CINCINNATI,
LITTLE MIAMI

MARIEMONT

East from downtown Cincinnati (follow US 50, Columbia Parkway), a series of picturesque suburbs conceal many important ancient sites. The valley of the Little Miami River once held the Hopewell era’s second-largest concentration of earthworks, including the spectacular Turner site.

Mariemont’s English ambience is complete with a Tudor Inn and a Gothic parish church. But street names like “Cachepit Way” and “Flintpoint Drive” hint at a much longer history, and out along Miami Bluff Drive, a long, ancient earthwork still stands among the trees. Cincinnati archaeologist Bob Genheimer:

At the edge of the bluff, they’re sitting right there, similar to works at Fort Ancient or Miami Fort where they’re at the edge of these really precipitous drops. We know that they’re real because Charles Metz, who’s normally considered the father of Cincinnati archaeology, noted them, recorded them in the 19th Century way before the village of Mariemont was ever developed.
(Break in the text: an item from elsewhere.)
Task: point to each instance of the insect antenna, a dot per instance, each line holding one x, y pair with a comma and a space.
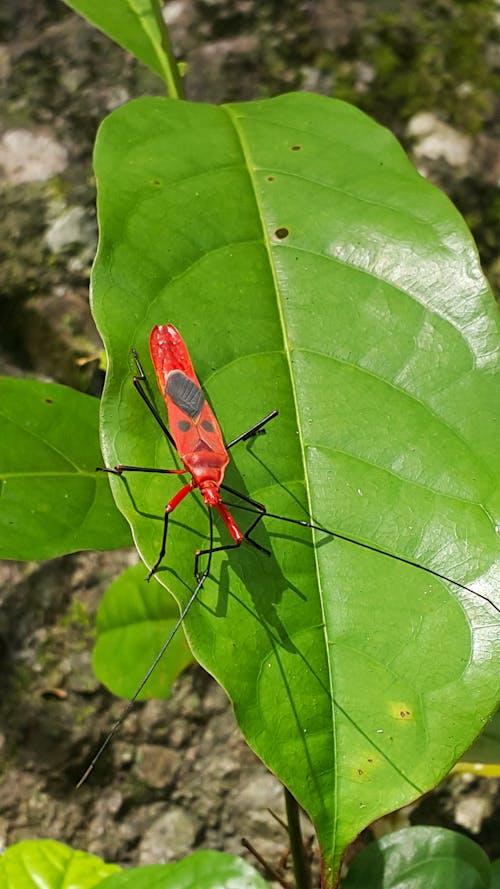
130, 705
249, 506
In Mariemont’s town center, there’s a fine bistro for lunch and a chance to sample Cincinnati’s world-famous Graeter’s Ice Cream. An overnight stay can be had amidst all this English village ambience at The Mariemont Inn (Best Western).

The streets in Mariemont’s southern residential district all lead to Miami Bluff Drive (and the ancient earthwork), while at the end of the street a historical marker commemorates the “Madisonville Site” and the importance of this high terrace location in antiquity, and in the development of American archaeological knowledge.

The beautiful village of Mariemont was carefully planned in the 1930s to resemble a picturesque English village.